Risk, Clinical Course, and Outcome of Ischemic Stroke in Patients Hospitalized With COVID-19: A Multicenter Cohort Study.

BACKGROUND AND
PURPOSE: The frequency of ischemic stroke in patients with coronavirus disease 2019 (COVID-19) varies in the current literature, and risk factors are unknown. We assessed the incidence, risk factors, and outcomes of acute ischemic stroke in hospitalized patients with COVID-19.
METHODS: We included patients with a laboratory-confirmed SARS-CoV-2 (severe acute respiratory syndrome coronavirus-2) infection admitted in 16 Dutch hospitals participating in the international CAPACITY-COVID registry between March 1 and August 1, 2020. Patients were screened for the occurrence of acute ischemic stroke. We calculated the cumulative incidence of ischemic stroke and compared risk factors, cardiovascular complications, and in-hospital mortality in patients with and without ischemic stroke.
RESULTS: We included 2147 patients with COVID-19, of whom 586 (27.3%) needed treatment at an intensive care unit. Thirty-eight patients (1.8%) had an ischemic stroke. Patients with stroke were older but did not differ in sex or cardiovascular risk factors. Median time between the onset of COVID-19 symptoms and diagnosis of stroke was 2 weeks. The incidence of ischemic stroke was higher among patients who were treated at an intensive care unit (16/586; 2.7% versus nonintensive care unit, 22/1561; 1.4%; P=0.039). Pulmonary embolism was more common in patients with (8/38; 21.1%) than in those without stroke (160/2109; 7.6%; adjusted risk ratio, 2.08 [95% CI, 1.52-2.84]). Twenty-seven patients with ischemic stroke (71.1%) died during admission or were functionally dependent at discharge. Patients with ischemic stroke were at a higher risk of in-hospital mortality (adjusted risk ratio, 1.56 [95% CI, 1.13-2.15]) than patients without stroke.

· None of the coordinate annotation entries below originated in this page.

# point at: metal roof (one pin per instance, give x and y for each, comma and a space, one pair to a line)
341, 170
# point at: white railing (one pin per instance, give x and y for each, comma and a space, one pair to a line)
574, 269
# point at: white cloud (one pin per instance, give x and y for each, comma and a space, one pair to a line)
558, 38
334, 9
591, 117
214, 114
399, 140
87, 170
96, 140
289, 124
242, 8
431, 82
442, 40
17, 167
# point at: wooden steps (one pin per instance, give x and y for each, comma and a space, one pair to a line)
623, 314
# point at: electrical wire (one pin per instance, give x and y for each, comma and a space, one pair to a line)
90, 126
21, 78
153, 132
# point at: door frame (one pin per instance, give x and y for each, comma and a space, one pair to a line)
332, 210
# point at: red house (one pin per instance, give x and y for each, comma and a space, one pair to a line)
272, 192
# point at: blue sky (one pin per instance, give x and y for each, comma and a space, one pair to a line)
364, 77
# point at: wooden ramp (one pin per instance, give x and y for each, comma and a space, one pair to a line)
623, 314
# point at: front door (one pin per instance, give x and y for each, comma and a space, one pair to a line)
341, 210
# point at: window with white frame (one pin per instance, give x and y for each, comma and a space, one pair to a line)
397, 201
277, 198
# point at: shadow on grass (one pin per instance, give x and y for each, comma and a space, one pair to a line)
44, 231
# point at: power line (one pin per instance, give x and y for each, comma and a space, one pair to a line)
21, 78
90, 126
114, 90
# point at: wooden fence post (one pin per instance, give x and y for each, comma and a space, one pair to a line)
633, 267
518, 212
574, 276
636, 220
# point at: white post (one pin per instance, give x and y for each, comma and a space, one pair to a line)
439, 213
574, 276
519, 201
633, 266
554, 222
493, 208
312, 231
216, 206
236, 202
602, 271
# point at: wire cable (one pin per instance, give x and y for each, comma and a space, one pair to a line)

CONCLUSIONS: In this multicenter cohort study, the cumulative incidence of acute ischemic stroke in hospitalized patients with COVID-19 was ≈2%, with a higher risk in patients treated at an intensive care unit. The majority of stroke patients had a poor outcome. The association between ischemic stroke and pulmonary embolism warrants further investigation.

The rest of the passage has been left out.